Ce jeudi 13 août 2026, l’État-major général des armées maliennes a annoncé la libération de 82 militaires des FAMa détenus depuis les attaques coordonnées du 25 avril. Ces opérations, menées par la coalition formée par le Groupe de soutien à l’islam et aux musulmans (JNIM), affilié à Al-Qaïda, et le Front de libération de l’Azawad (FLA), avaient frappé plusieurs positions stratégiques à travers le pays, y compris près de Bamako.
Selon le communiqué militaire, les soldats sont désormais libres et en sécurité. L’armée évoque un processus engagé dès leur capture, fondé sur une planification rigoureuse, sans préciser les modalités exactes de cette libération. De son côté, le FLA a justifié sa décision par des motifs « strictement humanitaires », évoquant des captifs retenus entre 2023 et 2026.
Des sources diplomatiques indiquent qu’une médiation algérienne aurait facilité l’opération. Cette annonce intervient alors que le Mali continue de faire face à une insécurité chronique depuis plus d’une décennie, marquée par l’activité de groupes armés et de mouvements indépendantistes dans le nord et le centre du pays.
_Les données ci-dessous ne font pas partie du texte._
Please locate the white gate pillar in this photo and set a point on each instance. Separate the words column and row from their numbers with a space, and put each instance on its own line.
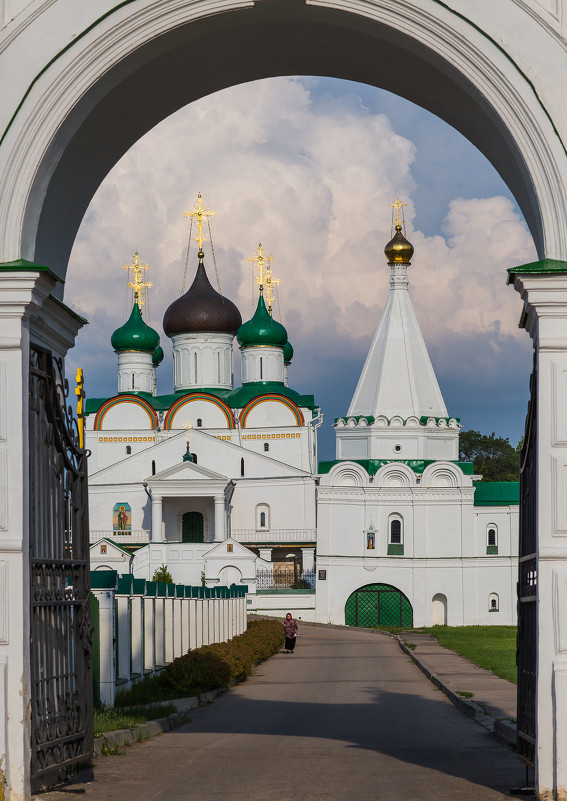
column 220, row 519
column 27, row 314
column 157, row 518
column 543, row 287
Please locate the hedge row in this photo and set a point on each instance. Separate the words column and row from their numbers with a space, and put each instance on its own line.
column 209, row 667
Pour les familles des soldats et pour l’institution militaire, cette libération constitue un répit bienvenu. Elle rappelle néanmoins la complexité des négociations et la fragilité de la situation sécuritaire, qui reste l’un des défis majeurs de la transition. Même si les versions des deux parties sur les conditions de libération des soldats divergent, le plus important est que ces derniers puissent retrouver leurs familles.